There was a time- when I would not leave the house without makeup, my hair curled and an outfit that did me more benefit than not. This was for most of my life… If not me, then my mother insuring I was presentable when I went anywhere– work, school, social events, shopping.
That’s why I find this time in my life so amazing. I have all the time in the world- though I stay busy, and this is what I looked like when I left the house just before 7:00 am yesterday morning to go to Lowes [hardware store].
I got up around 2:00 am yesterday morning and went down around 4:30 am to do my first 3.2 mile session on my elliptical.
I then changed my top and sneakers [for black combat boots], put on earrings and a watch and went to Lowes. What did I need?
For my elliptical which I have nicknamed Sam.
I use the straw to spray just a little silicone in the joints at least once a day and I have absolutely no problems with “sam”.
That said– yesterday when I returned from Lowes, I had a mini bagel with cream cheese and jam, a cup of coffee with half and half and for some reason it made me feel a little bad. I fell asleep for a hot second. Then I got back on the elliptical around 11:00 for another half hour session and felt bad again.
I was feeling okay by 6:00 pm when I normally do my last session of the day– however for some reason I just did not want to go down and do more exercise. I am getting ready to go down now..

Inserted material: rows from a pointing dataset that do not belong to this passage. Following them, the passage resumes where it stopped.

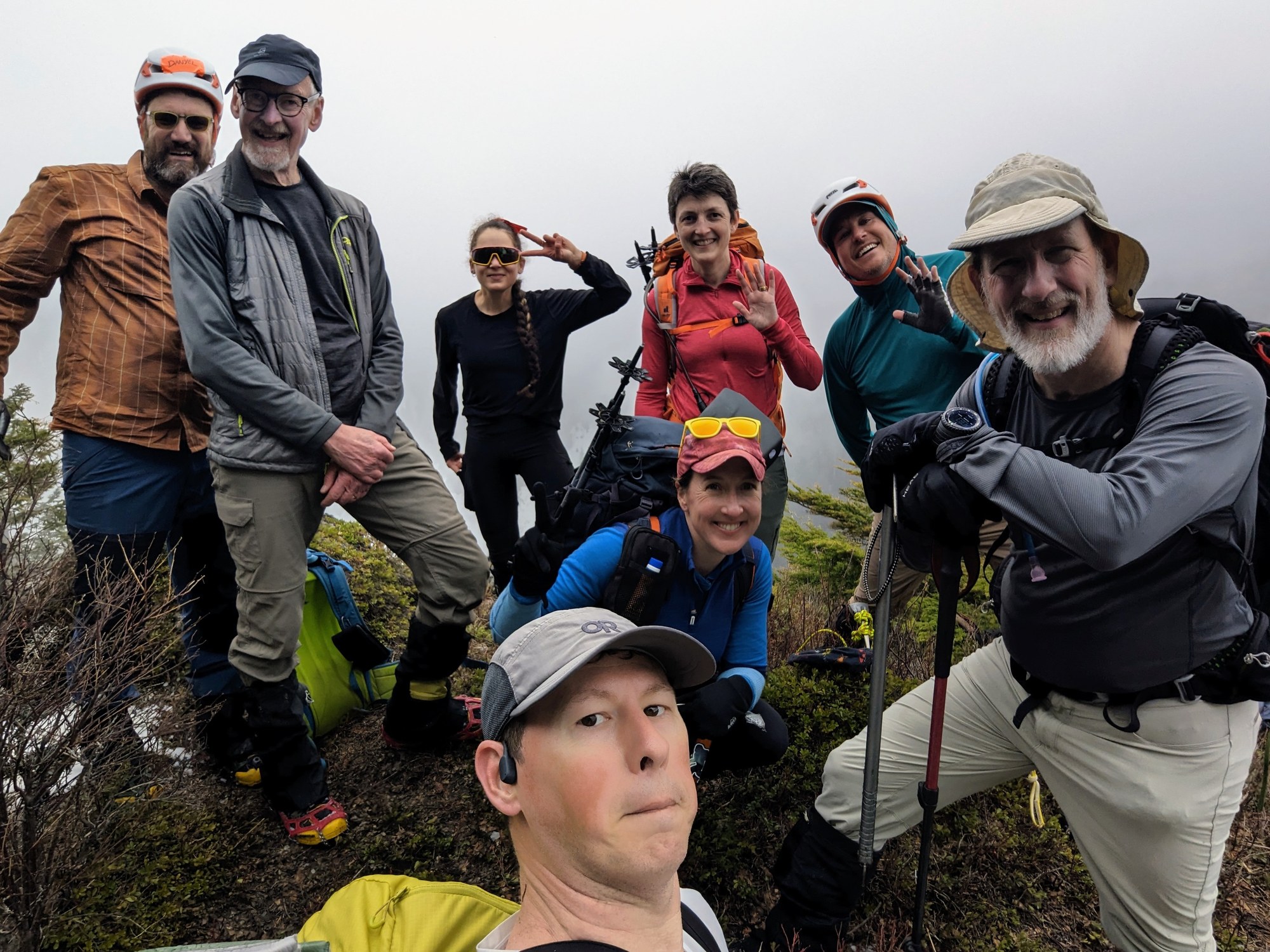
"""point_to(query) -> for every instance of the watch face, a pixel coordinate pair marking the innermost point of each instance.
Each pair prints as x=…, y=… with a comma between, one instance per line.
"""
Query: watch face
x=961, y=418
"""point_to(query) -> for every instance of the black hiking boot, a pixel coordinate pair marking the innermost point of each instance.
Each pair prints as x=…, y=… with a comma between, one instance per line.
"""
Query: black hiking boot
x=293, y=774
x=422, y=715
x=224, y=733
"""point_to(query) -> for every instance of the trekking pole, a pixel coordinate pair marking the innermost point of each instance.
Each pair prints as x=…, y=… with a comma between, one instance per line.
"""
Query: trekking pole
x=4, y=432
x=948, y=579
x=878, y=677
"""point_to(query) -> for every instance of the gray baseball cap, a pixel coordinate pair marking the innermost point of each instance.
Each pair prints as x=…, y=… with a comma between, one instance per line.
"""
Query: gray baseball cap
x=538, y=658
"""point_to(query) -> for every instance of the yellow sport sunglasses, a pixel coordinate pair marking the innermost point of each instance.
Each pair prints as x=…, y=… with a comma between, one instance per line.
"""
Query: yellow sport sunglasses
x=707, y=427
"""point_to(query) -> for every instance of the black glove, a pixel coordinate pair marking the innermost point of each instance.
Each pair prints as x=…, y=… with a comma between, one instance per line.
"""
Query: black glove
x=934, y=310
x=537, y=558
x=711, y=710
x=899, y=451
x=940, y=506
x=535, y=563
x=4, y=430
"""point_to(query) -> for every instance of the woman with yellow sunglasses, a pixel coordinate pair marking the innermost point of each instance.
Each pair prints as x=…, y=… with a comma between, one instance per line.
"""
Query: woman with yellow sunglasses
x=721, y=582
x=510, y=346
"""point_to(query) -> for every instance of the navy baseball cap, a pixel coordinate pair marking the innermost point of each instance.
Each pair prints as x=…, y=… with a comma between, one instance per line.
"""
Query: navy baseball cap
x=280, y=60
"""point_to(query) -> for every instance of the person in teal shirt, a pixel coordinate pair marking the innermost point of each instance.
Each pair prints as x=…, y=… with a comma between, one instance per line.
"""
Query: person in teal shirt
x=897, y=351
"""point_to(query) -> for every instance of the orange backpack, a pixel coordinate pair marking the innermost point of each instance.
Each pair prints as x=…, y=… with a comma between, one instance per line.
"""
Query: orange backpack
x=664, y=289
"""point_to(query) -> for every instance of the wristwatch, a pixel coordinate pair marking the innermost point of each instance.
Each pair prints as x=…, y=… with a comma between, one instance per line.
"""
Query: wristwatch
x=957, y=422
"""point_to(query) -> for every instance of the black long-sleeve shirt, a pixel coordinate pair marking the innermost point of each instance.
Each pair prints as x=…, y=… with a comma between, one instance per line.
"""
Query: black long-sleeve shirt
x=495, y=362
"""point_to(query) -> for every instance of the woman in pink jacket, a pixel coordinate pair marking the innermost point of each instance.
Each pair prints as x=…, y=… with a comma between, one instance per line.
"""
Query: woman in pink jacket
x=722, y=321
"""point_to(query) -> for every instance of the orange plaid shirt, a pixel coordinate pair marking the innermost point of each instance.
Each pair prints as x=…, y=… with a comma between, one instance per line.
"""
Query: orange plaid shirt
x=121, y=367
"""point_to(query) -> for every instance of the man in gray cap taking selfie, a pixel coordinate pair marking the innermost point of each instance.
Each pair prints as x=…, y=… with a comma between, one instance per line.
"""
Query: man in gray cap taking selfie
x=587, y=757
x=286, y=314
x=1130, y=482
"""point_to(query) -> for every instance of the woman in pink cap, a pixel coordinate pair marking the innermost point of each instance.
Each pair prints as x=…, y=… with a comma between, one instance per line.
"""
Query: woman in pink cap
x=697, y=568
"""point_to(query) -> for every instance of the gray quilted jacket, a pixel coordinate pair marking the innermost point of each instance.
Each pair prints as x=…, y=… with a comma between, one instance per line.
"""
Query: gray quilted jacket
x=248, y=329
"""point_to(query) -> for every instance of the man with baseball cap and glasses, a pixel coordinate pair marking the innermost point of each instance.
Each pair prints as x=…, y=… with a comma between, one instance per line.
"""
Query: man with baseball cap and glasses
x=1130, y=657
x=288, y=318
x=587, y=757
x=899, y=350
x=134, y=421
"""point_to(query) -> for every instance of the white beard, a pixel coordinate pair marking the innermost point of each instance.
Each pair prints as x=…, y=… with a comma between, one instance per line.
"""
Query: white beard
x=274, y=158
x=1050, y=352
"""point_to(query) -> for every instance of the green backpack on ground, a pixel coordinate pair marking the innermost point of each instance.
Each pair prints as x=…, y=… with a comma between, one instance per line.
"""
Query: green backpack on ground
x=342, y=666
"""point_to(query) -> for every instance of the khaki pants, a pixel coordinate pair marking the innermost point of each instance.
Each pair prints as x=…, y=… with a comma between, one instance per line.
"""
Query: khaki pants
x=271, y=517
x=1150, y=812
x=906, y=582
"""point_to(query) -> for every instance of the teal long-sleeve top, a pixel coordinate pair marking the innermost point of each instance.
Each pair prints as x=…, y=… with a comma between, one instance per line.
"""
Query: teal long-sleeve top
x=874, y=366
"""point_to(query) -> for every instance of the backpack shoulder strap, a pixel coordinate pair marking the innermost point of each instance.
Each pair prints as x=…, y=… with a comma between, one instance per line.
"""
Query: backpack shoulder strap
x=665, y=299
x=333, y=576
x=1000, y=385
x=1156, y=345
x=744, y=579
x=698, y=930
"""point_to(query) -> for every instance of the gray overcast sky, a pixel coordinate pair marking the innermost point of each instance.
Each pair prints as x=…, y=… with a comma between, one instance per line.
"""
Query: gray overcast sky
x=571, y=117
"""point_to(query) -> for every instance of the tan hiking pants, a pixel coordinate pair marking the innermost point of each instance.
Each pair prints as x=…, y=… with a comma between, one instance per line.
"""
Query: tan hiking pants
x=1150, y=812
x=271, y=517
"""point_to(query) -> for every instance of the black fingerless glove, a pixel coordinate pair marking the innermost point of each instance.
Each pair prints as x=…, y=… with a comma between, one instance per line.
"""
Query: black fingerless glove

Food tampering? Yes, I believe that was the problem… FBI– this is unfair.. I said no. I got up at 2:00 and that’s why I was tired? I know the difference between a tired nap and one induced by some sort of drug. I awake feeling groggy. To much surveillance and I am owed a clean shot.. not more maiming and idiots trying to steal from me.
By the way– tell the boys to save their long looks for a pussy that scares.. I don’t.
And girls/women you think I am the idiot that needs your help? When I tell you no– hear no. Do not make me tell you twice… and bitch– I do not care who you are… This is not a game… and I am tired of idiots all over me pretending as if they could have walked in my shoes for these past 15 years and done the work I have done.
Get your hand out of my pocket and your filth away from me. NOT KIDDING.
And black girl.. save your shit for someone else. It amazes me you think you should run my show– yet legitimate help I could give you– you are to afraid to ask for.. white chump might hurt you… You should be more concerned with me and not a pussy…
Bitches– I am tired of you thinking I am your game… I came from the White Pentagon with clearances from the white fbi.. I worked with white men.. unless you need my services… do not and I mean do not play with me.